Em 2011, foi a vez de outra área na região ser renovada, a Praça Dona Neusa. “A praça não tinha nome e não tinha cor. A partir de 2011 foi nomeada por nós com o nome de Dona Neusa. Aquele espaço, como passagem e ponto de encontro, só existia por intervenção dela, que trabalhava e lutava por melhorias na vida dos moradores da Santa Inês e outros bairros da zona leste”, diz o artista.

Praça Dona Neusa após transformação

Elcio gosta de lembrar que o Ateliê foi um mecanismo encontrado para fortalecer a favela, uma vez que sua empresa gera renda e emprego para os moradores dali. “Quando vou fazer um trabalho, eu preciso de mão de obra. E sempre chamo um conhecido ou vizinho da região e assim eles começam a entender o empreendedorismo”, comenta.

Foi com esse espírito que o artista conheceu o jovem Leandro Araujo, morador da favela que é seu sócio há mais de sete anos.

“Trabalhar no Ateliê mudou a minha relação com São Paulo. Antes eu ficava muito aqui na vila, hoje eu sou da cidade”, diz Leandro. “Conheci muita gente de diferentes regiões ao longo desses anos e acredito que temos que aprimorar essa troca de experiências”.

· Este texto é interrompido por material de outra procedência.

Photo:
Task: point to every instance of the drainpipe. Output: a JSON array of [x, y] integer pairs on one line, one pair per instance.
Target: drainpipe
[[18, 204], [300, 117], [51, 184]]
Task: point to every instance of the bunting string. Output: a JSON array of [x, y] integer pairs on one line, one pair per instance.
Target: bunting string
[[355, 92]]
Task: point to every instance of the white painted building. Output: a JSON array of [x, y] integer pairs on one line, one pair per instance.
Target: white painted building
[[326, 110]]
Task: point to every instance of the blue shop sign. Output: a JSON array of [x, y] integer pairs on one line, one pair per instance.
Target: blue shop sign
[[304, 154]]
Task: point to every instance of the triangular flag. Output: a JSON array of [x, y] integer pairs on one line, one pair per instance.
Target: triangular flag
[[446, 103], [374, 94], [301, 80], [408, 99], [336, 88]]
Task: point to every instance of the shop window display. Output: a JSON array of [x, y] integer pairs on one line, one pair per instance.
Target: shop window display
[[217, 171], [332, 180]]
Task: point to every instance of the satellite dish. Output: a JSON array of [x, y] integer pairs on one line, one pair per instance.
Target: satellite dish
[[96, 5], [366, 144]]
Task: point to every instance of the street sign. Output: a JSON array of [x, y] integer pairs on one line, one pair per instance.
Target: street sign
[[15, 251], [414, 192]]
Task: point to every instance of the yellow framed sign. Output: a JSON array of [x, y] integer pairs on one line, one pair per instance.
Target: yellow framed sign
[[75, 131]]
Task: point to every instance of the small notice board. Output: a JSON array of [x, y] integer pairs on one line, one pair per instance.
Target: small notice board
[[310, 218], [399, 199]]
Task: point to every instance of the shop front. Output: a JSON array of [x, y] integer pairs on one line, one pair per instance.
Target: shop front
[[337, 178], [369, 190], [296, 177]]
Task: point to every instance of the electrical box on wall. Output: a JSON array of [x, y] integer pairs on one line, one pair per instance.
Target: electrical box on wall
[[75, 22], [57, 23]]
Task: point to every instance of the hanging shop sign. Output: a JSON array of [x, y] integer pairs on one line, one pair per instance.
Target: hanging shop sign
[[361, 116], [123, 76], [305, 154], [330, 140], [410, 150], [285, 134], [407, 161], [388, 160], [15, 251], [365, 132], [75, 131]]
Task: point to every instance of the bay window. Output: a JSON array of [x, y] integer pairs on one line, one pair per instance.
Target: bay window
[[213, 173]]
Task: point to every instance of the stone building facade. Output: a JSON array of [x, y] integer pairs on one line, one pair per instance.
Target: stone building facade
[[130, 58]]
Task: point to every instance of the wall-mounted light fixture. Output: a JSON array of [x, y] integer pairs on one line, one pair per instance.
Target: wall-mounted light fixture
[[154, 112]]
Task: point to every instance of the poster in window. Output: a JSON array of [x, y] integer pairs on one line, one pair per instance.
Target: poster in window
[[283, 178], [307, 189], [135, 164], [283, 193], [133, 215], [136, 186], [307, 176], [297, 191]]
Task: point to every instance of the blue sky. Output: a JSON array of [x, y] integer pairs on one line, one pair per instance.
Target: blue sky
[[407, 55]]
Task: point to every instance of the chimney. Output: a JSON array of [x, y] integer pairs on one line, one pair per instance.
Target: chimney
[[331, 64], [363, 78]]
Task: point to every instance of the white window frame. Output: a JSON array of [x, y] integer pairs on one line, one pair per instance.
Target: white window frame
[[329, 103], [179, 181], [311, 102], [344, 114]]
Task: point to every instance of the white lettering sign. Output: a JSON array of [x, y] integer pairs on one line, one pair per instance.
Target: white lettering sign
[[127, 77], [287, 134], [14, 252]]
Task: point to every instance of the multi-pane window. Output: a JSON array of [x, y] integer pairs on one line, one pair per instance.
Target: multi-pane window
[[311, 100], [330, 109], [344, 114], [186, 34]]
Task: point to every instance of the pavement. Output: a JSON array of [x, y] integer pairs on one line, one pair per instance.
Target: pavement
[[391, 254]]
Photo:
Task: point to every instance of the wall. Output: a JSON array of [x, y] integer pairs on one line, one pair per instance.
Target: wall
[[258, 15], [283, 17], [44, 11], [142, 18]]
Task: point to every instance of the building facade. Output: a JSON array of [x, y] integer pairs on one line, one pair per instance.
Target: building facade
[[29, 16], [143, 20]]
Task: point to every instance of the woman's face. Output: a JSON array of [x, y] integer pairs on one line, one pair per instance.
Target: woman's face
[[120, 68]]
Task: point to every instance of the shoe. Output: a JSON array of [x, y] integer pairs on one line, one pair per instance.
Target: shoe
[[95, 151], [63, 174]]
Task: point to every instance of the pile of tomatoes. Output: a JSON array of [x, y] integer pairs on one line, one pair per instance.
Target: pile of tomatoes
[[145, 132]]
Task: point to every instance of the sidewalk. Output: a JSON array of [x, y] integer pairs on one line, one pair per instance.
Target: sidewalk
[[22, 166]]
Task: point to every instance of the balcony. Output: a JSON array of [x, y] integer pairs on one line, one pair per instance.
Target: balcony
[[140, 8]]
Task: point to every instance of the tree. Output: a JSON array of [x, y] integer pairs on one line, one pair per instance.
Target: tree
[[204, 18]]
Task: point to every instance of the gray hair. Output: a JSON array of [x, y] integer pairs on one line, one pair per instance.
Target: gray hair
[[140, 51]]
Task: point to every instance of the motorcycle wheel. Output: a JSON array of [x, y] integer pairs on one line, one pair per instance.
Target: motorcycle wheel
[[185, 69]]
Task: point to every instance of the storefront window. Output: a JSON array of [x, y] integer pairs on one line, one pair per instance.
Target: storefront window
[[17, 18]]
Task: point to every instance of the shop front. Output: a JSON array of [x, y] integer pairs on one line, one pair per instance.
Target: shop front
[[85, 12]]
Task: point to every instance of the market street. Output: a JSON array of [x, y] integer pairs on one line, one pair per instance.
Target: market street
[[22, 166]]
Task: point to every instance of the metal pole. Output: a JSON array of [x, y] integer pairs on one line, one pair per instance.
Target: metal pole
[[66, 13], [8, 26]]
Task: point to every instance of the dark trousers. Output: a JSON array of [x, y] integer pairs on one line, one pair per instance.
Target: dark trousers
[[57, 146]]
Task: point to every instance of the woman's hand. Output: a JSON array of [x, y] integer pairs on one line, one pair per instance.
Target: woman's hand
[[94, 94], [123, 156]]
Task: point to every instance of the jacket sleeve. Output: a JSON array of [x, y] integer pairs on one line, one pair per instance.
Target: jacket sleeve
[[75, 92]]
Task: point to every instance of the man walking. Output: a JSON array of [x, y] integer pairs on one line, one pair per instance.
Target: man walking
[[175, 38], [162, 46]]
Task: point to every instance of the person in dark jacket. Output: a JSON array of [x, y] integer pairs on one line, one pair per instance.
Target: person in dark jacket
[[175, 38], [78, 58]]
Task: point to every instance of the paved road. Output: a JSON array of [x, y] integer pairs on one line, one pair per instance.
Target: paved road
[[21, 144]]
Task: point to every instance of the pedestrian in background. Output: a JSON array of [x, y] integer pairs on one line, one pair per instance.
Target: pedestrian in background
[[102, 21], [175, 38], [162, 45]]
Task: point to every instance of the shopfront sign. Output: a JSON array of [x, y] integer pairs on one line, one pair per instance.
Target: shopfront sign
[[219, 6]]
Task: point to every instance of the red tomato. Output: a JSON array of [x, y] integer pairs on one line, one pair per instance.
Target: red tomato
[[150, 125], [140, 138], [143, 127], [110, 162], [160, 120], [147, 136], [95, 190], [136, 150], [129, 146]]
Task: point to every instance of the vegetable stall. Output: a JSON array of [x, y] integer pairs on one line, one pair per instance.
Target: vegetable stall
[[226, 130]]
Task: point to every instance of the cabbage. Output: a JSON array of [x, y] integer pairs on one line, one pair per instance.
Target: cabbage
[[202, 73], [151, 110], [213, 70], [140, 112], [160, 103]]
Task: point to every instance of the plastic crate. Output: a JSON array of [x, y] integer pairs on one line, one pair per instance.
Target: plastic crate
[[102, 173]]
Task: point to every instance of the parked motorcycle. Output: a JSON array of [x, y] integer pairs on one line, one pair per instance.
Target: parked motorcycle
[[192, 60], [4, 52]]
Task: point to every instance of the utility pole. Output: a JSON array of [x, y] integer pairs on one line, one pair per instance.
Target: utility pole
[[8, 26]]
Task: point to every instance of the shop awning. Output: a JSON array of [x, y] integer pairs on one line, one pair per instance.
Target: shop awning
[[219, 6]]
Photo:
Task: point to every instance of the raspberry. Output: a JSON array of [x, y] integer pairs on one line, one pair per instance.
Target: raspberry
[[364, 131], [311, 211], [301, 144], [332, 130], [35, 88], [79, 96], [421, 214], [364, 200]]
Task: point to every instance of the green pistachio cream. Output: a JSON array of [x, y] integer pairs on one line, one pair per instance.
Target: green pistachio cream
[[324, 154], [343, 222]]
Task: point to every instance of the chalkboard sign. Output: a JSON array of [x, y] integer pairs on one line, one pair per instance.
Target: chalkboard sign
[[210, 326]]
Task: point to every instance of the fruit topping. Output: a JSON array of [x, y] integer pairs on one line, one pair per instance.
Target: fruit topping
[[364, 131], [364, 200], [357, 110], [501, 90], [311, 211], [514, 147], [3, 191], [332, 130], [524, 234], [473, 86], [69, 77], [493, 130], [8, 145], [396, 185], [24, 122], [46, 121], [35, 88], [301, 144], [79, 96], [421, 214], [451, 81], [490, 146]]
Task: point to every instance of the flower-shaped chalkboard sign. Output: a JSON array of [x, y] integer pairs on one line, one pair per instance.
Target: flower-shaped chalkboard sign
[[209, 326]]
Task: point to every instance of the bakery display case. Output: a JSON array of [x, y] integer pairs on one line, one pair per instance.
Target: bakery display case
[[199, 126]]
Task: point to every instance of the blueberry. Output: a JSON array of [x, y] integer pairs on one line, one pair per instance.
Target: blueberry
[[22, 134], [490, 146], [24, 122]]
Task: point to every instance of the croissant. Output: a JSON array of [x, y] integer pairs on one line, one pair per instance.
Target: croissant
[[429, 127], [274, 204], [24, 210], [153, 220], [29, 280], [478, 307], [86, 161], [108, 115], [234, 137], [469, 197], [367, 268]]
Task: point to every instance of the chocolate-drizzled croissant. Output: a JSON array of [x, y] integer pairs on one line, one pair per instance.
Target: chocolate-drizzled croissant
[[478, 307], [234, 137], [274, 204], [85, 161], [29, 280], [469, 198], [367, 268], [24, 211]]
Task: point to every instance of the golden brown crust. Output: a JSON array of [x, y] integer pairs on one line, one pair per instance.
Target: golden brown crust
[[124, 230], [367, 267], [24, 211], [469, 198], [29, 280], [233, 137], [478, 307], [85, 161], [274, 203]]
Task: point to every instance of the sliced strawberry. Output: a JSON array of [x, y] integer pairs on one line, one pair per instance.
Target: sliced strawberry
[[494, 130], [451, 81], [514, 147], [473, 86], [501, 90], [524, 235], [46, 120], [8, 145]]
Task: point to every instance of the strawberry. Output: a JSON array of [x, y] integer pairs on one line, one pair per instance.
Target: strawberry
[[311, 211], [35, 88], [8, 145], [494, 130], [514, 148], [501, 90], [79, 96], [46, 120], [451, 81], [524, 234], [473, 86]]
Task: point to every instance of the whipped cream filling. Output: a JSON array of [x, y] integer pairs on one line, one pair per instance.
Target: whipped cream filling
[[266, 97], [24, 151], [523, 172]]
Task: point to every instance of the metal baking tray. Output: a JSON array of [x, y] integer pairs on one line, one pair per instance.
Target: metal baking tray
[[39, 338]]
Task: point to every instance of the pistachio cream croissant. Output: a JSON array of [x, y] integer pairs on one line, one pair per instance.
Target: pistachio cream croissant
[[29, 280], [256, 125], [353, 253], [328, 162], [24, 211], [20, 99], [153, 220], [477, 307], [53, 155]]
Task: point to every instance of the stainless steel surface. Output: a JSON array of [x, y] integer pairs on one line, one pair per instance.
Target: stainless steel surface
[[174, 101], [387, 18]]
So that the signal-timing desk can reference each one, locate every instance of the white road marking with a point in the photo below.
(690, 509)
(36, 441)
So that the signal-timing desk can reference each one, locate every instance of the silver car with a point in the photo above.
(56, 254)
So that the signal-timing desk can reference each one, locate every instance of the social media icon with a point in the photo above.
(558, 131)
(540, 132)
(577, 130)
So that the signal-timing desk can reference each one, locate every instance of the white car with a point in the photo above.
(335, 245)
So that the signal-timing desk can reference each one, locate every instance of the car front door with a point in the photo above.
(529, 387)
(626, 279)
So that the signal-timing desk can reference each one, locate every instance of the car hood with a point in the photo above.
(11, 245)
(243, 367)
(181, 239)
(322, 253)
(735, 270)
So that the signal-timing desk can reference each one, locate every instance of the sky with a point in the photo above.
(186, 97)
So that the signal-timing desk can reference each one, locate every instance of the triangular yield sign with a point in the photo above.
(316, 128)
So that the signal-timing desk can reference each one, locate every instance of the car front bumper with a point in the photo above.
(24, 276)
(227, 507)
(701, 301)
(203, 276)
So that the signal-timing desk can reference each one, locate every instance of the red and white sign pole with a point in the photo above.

Os sócios Leandro Araujo (à esquerda) e Elcio Torres

“Azulejo não é fim. Azulejo é meio”. Essa frase costuma ser dita pelos sócios nas muitas entrevistas que fazem à imprensa para lembrar que a cerâmica é uma forma lúdica de dar luz a questões acobertadas de São Paulo. “O azulejo é meio de discussão do lugar que vivo, meio de discussão de como eu me relaciono com meu vizinho e com minha cidade”, afirma Elcio.

Na escadaria da Vila Madalena, serão inseridas obras criadas por nove artistas que atuam em diferentes vertentes, como o poeta da periferia Sérgio Vaz, criador do famoso Sarau da Cooperifa, na zona sul de São Paulo. Uma poesia de Vaz foi gravada em azulejo e inserida em alguns degraus.

Além de sua poesia, a escadaria também receberá o trabalho de Juliana Russo, Valentina FG, Jéssica Oliveira, Elizandra Souza, Laura Guimarães, Dugueto Shabazz, KS Nei e Jorge Rezende.

Frase do artista KS Nei instalada na escadaria da Vila Madalena

A inauguração da nova escadaria será feita durante a realização de mais um encontro do projeto Passeio na Vila, no Armazém da Cidade, onde haverá uma tarde de gastronomia e jazz na rua.